Sidebar Translucency in Yosemite

Neven Mrgan:

Translucency in 10.10 is gross with fullscreen apps (which I dig). What does that blotchy, blurry sidebar “show” me?

This seems like an endless cycle with Apple. Introduce a new appearance that values form over function, one that in many cases it doesn’t even look good, unconvincingly try to justify it as useful, gradually tone it down over the releases, and eventually add a new horror. We’ve seen this movie before. Can’t we just skip the first several steps?

8 Comments RSS · Twitter

Not all form has a practical purpose/function; sometimes the purpose of a design is aesthetic or branding-related (e.g., visual differentiation). These are important aspects of any UX and are not "form over function" necessarily.

In this case, the translucency creates an illusion of depth that contrasts nicely with the flatness of some of the other new UI elements. The depth also creates subtle window-position cues if you have multiple windows open over each other, which visually oriented learners/users will probably find helpful. (If we went strictly by the needs of coding crew living on the command line or in text editors all day, OS X would look like a Linux distro.) In addition, the translucency allows subtle color hints from your desktop image to percolate up and through your sidebars, so each user actually controls those color hints for their entire system simply in the choice of desktop image. I would thus submit that if your sidebars look ugly to you, it's because you need a different desktop image more suited to your taste.

That said, there are two issues. First, if translucency impedes legibility as it currently does in some toolbars and headings, it shouldn't be there. Legibility is paramount. Second, it might be nice for translucency to function slightly differently (or be tweakable) in full-screen mode--although here as well, the percolation of colors up from the desktop is an aesthetic quality that the user can control with a better choice of desktop image.

Anyway, it's important to remember that aesthetics and visually branding *are* a functional element of any UX and that translucency in the sidebars isn't just pointless bling. Certainly in Apple's case, function routinely takes a back seat to form often simply to be more elegant.

"Certainly in Apple's case, function routinely takes a back seat to form often simply to be more elegant."

Methinks "elegant" is most definitely not the correct word choice there...

@Simon Yes, legibility is paramount. I don’t think we have to choose form or function. The Mac OS X window shadows have both, for example. In the case of the sidebars, I think they impede function and are ugly, even with Apple’s default desktop image.

The problem with Yosemite is that it apparently (*) is a reboot of the translucent franchise.
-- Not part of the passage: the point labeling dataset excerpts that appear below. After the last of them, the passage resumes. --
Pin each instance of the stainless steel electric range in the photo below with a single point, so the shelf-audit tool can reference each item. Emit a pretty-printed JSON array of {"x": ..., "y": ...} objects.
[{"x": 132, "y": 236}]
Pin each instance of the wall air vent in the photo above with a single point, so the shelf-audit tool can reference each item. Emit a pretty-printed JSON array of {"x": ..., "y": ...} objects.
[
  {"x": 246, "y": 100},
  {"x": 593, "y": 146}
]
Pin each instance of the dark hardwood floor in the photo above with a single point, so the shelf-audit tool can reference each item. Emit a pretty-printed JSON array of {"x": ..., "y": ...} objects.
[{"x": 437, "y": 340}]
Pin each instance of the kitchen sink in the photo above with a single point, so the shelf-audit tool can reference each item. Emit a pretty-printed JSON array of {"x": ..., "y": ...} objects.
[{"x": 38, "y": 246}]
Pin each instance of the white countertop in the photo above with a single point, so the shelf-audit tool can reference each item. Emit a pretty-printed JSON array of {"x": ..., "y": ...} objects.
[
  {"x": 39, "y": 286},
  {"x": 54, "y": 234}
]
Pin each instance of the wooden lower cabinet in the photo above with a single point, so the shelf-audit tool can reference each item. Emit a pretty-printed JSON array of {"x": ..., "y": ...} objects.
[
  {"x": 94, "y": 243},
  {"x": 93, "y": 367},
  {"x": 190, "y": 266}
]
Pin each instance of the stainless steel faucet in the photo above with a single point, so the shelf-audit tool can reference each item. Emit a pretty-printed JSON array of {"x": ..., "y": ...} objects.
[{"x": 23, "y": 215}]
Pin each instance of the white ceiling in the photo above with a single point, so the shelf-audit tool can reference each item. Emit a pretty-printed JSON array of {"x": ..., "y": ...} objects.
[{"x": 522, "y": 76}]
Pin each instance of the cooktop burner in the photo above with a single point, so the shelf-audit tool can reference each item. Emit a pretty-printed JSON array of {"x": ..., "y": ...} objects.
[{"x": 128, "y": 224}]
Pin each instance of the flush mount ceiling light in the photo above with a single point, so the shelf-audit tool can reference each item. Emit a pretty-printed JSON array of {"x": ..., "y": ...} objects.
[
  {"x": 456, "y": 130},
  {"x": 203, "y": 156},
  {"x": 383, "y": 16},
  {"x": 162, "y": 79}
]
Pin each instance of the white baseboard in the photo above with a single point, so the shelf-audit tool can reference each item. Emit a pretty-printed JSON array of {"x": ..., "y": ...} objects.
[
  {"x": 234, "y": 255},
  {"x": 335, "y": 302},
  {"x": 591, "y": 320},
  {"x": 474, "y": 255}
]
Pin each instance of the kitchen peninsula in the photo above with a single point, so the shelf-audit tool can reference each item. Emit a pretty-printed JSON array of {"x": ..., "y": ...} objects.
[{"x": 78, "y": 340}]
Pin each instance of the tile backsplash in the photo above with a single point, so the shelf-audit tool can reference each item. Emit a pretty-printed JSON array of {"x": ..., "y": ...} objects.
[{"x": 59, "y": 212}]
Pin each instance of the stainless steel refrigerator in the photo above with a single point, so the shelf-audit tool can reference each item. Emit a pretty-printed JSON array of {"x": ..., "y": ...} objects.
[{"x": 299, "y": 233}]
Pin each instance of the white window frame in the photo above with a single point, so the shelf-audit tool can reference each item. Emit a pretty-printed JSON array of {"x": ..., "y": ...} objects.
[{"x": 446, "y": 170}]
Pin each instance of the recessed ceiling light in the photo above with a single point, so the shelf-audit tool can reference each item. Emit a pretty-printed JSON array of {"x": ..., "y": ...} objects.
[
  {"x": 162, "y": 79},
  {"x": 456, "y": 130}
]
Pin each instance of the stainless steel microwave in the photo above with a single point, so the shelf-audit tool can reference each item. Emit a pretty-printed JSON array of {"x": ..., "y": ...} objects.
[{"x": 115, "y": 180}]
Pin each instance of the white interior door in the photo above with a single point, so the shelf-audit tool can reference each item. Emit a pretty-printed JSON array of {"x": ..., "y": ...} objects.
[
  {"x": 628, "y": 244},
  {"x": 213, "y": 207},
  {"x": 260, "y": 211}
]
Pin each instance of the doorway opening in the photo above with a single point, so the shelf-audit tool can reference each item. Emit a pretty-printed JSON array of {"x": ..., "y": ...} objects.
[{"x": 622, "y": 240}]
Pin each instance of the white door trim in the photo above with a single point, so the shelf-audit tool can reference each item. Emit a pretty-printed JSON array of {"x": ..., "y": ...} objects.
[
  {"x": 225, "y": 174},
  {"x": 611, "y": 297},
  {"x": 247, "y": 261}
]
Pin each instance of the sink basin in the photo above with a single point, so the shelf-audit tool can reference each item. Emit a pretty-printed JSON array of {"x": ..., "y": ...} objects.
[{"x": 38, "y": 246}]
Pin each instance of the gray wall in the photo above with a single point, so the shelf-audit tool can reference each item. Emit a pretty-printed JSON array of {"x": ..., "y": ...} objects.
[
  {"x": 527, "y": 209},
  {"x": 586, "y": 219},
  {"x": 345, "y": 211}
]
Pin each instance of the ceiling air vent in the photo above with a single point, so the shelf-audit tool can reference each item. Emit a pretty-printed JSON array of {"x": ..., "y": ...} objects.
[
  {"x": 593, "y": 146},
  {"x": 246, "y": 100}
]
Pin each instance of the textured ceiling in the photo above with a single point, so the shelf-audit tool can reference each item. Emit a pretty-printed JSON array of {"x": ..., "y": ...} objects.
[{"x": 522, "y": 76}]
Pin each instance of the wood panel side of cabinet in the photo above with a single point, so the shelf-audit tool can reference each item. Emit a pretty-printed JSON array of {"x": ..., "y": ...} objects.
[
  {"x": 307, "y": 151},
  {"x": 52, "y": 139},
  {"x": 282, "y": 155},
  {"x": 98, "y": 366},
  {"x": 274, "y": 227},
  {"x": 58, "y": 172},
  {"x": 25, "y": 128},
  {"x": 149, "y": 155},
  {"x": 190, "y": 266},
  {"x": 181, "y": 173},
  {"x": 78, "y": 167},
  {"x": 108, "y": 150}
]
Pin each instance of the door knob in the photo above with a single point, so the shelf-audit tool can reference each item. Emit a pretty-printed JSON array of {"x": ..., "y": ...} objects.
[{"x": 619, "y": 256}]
As if a new guy was put in charge of the design of OS X UI and did not remember why translucency has been reduced versions after versions.

* I'm using the word "apparently" because, of course, the UI is under NDA, and nobody would be able to figure out publicly whether there's a ton of new pointless translucency and animations in Yosemite compared to previous versions.

I thought I'd hate the translucency more than I do. It's *so* blurred that it's not distracting and acts more to give one a sense of color for ones screen than anything else. This isn't the translucency of Vista that I feared it would be.

[…] If I’m complaining less, it’s only because I’ve lost hope that Apple is ever going to make legibility a priority. Retina displays are not yet widely available on Macs. Even where they are, Apple has found ways to reduce legibility. […]

[…] Edit: There's some discussion here. […]

I hate the translucent windows. They are ugly and useless.
Fortunately, you can get rid of them with the Display Preferences in Accessability
Just put a checkmark on "Reduce Transparancy".